On February 3 and 15, 2022, Notepad++ released versions 8.3 and 8.3.1, both codenamed "Boycott Beijing 2022". In the release notes, the developer expressed his concern about human rights in China, especially for Uyghurs and Hongkongers. He suggested his customers to "not watch or pay attention to the games".

On February 27, 2022, Notepad++ released version 8.3.2, codenamed "Declare variables, not war". In the release notes, the developer condemned the Russian invasion of Ukraine and called for support for Ukraine. On March 15, Notepad++ released version 8.3.3, codenamed "Make Apps, not war". The developer likewise continued to express his views on the invasion, along with the next update, version 8.4, codenamed "Stand up for Ukraine", released on April 26.

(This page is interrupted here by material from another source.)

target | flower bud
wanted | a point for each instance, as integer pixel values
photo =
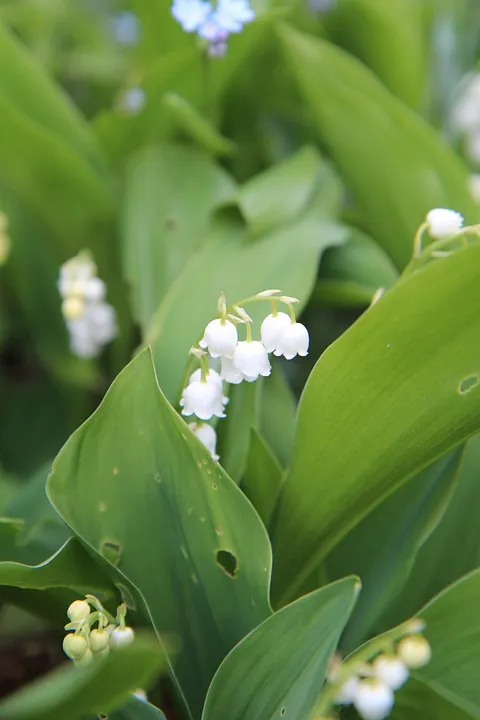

From June 4 through September 17, 2024, Notepad++ released 3 consecutive updates, all of which bore political slogans calling for the support of Taiwan, including "Support Taiwan's Sovereignty" (8.6.8), "Support Taiwan's Independence" (8.6.9), and "Support Taiwan's return to the UN" (8.7).

On November 27 and 31, 2024, Notepad++ showed support for Ukraine again, with a release, version 8.7.2, codenamed "in a world of Elon, be a Zelensky", and another criticizing Elon Musk, version 8.7.3, bearing the codename "leaving X for Bluesky".

From March 8 through May 5, 2025, Notepad++ continued to express support for Ukraine once again with versions 8.7.8 through 8.8.1 released during this time; all are aptly codenamed "We Are With Ukraine".

On June 4, 2026, Notepad++ released version 8.9.6.4, which is codenamed "Tiananmen Massacre Commemoration". Within the release notes, the developer criticizes the continued political suppression and lack of government transparency regarding the Tiananmen Square protests and massacre in 1989.